Selasa, 17 Oktober 2017
Peringatan Wajib St Ignatius dari Anthiokia
Bacaan: Lukas 11:37-41
“Orang Farisi melihat hal itu dan ia heran, karena Yesus tidak mencuci tangan-Nya sebelum makan” (Luk 11:38)
Saudari/a ku ytk.,
TAK jarang dijumpai ada orang yang berdebat ramai mengenai tata gerak dalam liturgi. Di paroki A, kok umat malah duduk. Di paroki B umat kok malah berdiri. Saat maju ke altar petugas di paroki A membungkuk. Tapi di paroki B petugas maju ke altar malah jengkeng. Yang muncul kemudian orang bisa saling menyalahkan dan menghakimi terkait dengan hal lahiriah dalam liturgi tersebut
Unsur-unsur lahiriah dari praktek keagamaan kadang menjadi beban bagi umat, sehingga mereka menjadi tidak fokus pada hakekat atau jiwa agama yang benar. Yesus mengajarkan bahwa praktek keagamaan dalam dirinya bukanlah tujuan, karena praktek tersebut harus dikaitkan dengan cintakasih kepada Allah dan sesama. Allah menghendaki belas kasihan dalam tindakan konkrit.
Tidak jarang kata-kata dan perilaku Yesus menyebabkan perdebatan di mata kaum Yahudi yang ‘saleh’, antara lain karena Dia tidak mengikuti semua praktek keagamaan tradisional yang berlaku pada zaman itu. Misalnya, Yesus dan para murid-Nya tidak selalu melaksanakan upacara cuci tangan sebelum makan (Luk 11:38). Dengan mengabaikan praktek-praktek sedemikian, Yesus mencoba mengajar apa yang sebenarnya bersifat pokok dalam penghayatan iman-kepercayaan.
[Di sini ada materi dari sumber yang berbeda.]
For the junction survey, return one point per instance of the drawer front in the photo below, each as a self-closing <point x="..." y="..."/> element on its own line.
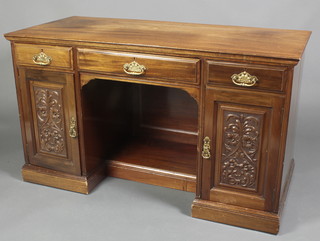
<point x="43" y="55"/>
<point x="246" y="76"/>
<point x="153" y="67"/>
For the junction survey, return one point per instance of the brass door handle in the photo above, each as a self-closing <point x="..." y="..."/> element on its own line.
<point x="73" y="128"/>
<point x="244" y="79"/>
<point x="206" y="148"/>
<point x="42" y="59"/>
<point x="134" y="68"/>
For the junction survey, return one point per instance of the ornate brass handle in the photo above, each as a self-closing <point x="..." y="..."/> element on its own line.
<point x="73" y="128"/>
<point x="206" y="148"/>
<point x="244" y="79"/>
<point x="134" y="68"/>
<point x="42" y="59"/>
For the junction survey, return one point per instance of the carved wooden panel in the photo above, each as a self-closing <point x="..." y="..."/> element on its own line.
<point x="240" y="149"/>
<point x="50" y="120"/>
<point x="49" y="107"/>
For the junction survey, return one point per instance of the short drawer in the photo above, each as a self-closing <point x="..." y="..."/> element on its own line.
<point x="246" y="76"/>
<point x="145" y="66"/>
<point x="43" y="55"/>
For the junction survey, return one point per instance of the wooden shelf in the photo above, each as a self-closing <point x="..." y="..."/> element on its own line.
<point x="157" y="162"/>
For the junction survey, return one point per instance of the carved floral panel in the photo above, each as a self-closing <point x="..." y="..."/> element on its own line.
<point x="240" y="150"/>
<point x="50" y="120"/>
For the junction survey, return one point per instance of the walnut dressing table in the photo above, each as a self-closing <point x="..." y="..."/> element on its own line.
<point x="202" y="108"/>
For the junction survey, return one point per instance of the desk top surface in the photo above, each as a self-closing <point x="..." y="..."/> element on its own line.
<point x="249" y="41"/>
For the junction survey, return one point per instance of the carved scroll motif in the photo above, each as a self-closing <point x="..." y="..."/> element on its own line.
<point x="240" y="150"/>
<point x="50" y="120"/>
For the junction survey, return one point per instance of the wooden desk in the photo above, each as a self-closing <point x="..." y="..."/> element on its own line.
<point x="201" y="108"/>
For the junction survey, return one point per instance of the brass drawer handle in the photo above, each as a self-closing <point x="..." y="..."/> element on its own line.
<point x="73" y="128"/>
<point x="42" y="59"/>
<point x="244" y="79"/>
<point x="206" y="148"/>
<point x="134" y="68"/>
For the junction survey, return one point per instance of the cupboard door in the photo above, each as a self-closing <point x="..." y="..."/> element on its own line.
<point x="51" y="123"/>
<point x="241" y="148"/>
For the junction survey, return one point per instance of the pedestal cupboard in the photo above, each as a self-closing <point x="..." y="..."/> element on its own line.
<point x="201" y="108"/>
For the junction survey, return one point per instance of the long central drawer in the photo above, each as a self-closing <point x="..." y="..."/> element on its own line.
<point x="144" y="66"/>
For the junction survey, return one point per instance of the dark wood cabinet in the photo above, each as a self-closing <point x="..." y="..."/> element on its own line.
<point x="51" y="120"/>
<point x="243" y="130"/>
<point x="200" y="108"/>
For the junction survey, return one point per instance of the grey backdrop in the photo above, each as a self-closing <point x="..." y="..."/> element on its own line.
<point x="122" y="210"/>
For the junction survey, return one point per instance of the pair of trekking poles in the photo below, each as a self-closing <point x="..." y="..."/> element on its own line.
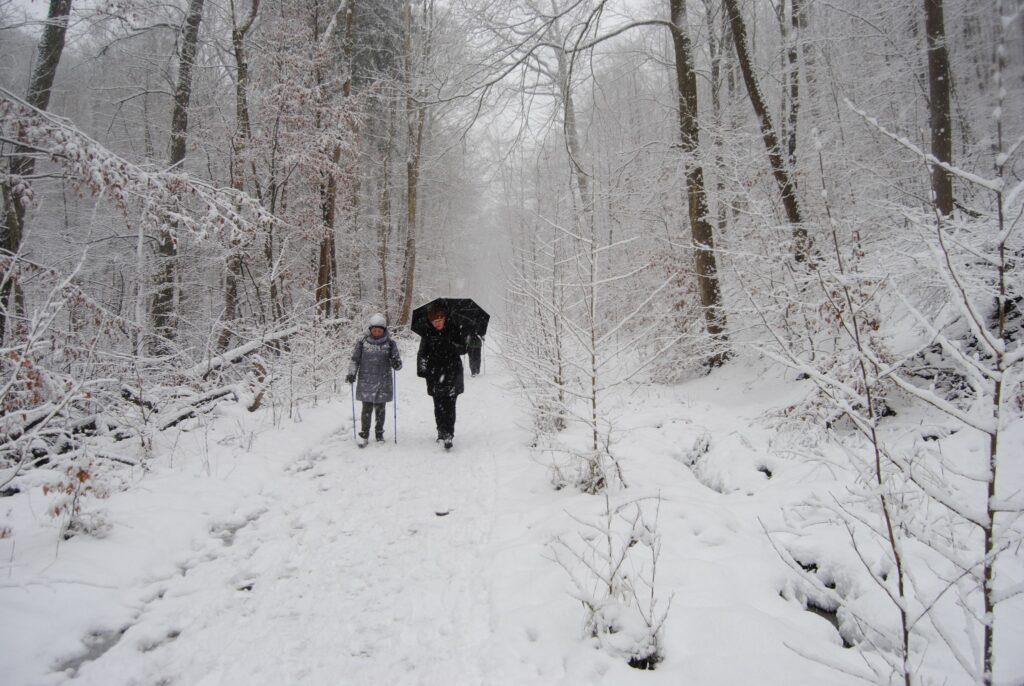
<point x="394" y="386"/>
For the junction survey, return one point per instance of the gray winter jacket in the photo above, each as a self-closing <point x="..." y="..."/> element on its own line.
<point x="373" y="360"/>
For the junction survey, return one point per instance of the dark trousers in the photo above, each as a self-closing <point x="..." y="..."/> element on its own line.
<point x="368" y="410"/>
<point x="444" y="415"/>
<point x="474" y="360"/>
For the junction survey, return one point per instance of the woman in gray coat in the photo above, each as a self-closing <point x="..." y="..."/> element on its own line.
<point x="374" y="357"/>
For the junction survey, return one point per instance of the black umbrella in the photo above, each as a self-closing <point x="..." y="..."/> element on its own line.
<point x="463" y="313"/>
Yesus memiliki keprihatinan besar terhadap orang-orang miskin, para pendosa, orang-orang yang terbuang, para janda, orang-orang asing, dsb. Bagi Injil Lukas, pemberian derma atau sedekah merupakan bagian penting dari kehidupan Kristiani dan suatu pencerminan keadaan hati yang benar dari seseorang. Ditegaskan Yesus, “Berikanlah isinya sebagai sedekah dan sesungguhnya semuanya akan menjadi bersih bagimu.”
Hari ini Gereja merayakan Santo Ignasius dari Antiokia, seorang Uskup dan Martir. Dia murid Santo Yohanes Rasul. Ignasius adalah murid yang pandai, saleh dan bijaksana. Maka ia lalu diangkat menjadi Uskup Antiokia. Pada masa itu umat Kristen dikejar-kejar dan dianiaya oleh Kaisar Trajanus. Ignasius sendiri tidak luput dari pengejaran dan penganiayaan itu.
Biasanya kepada mereka ditawari dua kemungkinan: murtad atau mati. Kalau mereka murtad dan menyangkal imannya, mereka akan selamat. Kalau tidak, nyawanya akan melayang. Karena tidak mau menyangkal imannya, Ignasius ditangkap dan digiring masuk Colosseum gelanggang binatang buas. Di sana tubuhnya yang suci diterkam dan dicabik-cabik singa-singa lapar. Darahnya yang suci membasahi tanah gelanggang itu yang telah menampung ribuan liter darah para martir yang mati demi kesetiaannya kepada Kristus. Ignasius mati sebagai martir pada tahun 107.
Pertanyaan Refleksinya: Apa makna kemartiran bagi Anda pada zaman ini? Bersediakah Anda mengolah segi lahiriah dan batiniah dari imanmu secara seimbang? Selamat merenungkan.
Tanah liat untuk membuat bata
Gandum untuk membuat roti
Santo Ignasius menjadi teladan kita
Mengimani Yesus sampai mati.
Berkah Dalem dan Salam Teplok dari Roma.